Kegiatan memakai barang atau jasa demi memenuhi kebutuhan hidup seseorang biasa disebut juga dengan konsumsi. Kegiatan konsumsi khususnya seorang muslim bukan hanya untuk memenuhi kebutuhan dan kepuasan saja tetapi juga untuk mencapai maslahah dunia dan akhirat. Tetapi, dengan perubahan zaman seperti sekarang ini yaitu zaman modern dimana masyarakat banyak yang membeli barang dan jasa bukan hanya karena manfaat atau kebutuhannya saja tetapi juga dipengaruhi oleh gaya hidup sehingga mereka tidak bisa membedakan mana yang benar-benar kebutuhan pokok dan yang hanya sekedar keinginan saja agar lebih dibilang trend atau up to date oleh orang lain. Hal ini sangat berbanding terbalik antara praktik dengan teori yang ada dalam konsumsi Ekonomi Islam.
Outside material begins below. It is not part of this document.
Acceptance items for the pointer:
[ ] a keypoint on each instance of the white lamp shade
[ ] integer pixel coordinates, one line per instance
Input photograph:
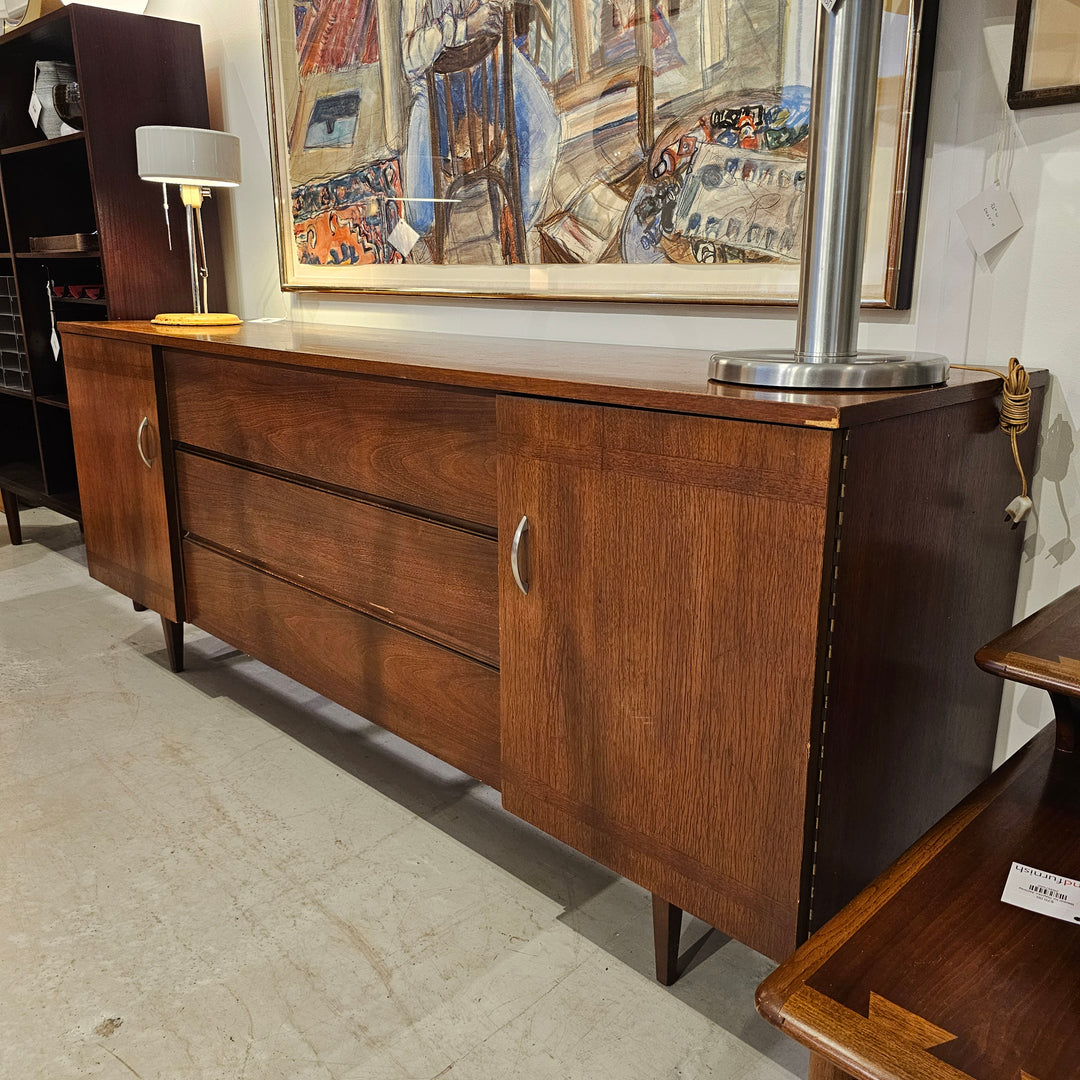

Tujuan penulisan artikel ini untuk mengetahui pola konsumsi masyrakat dan faktor apa saja yang mempengaruhi pola konsumsi dari masyarakat itu sendiri. Penelitian ini termasuk penelitian penelitian kualitatif deskriptif dan termasuk penelitian lapangan (field research) dengan menggunakan data berupa observasi dan wawancara. Hasil penelitian ini menunjukkan bahwa pola konsumsi masyarakat tidak adanya kesesuaian antara praktik yang terjadi dengan teori yang ada sehingga menimbulkan konsumsi berlebihan-lebihan. Konsumsi yang berlebih-lebihan dapat menimbulkan sifat tabzir (penggunaan harta secara salah sehingga melanggar aturan syariat) dan israf (penggunaan harta secara berlebihan dalam beberapa hal). Adapun faktor yang menyebabkan adanya perilaku konsumsi seseorang yaitu faktor eksternal yang dibagi menjadi dua yaitu ada budaya atau sosial dan kelompok acuan. Faktor sosial budaya ini berkaitan dengan kebiasaan, gaya hidup, dan lingkungan sekitar dari seseorang sehingga mempengaruhi perilaku konsumtifnya dan maksud dari kelompok acuan adalah teman bermain atau teman kuliah dari orang tersebut.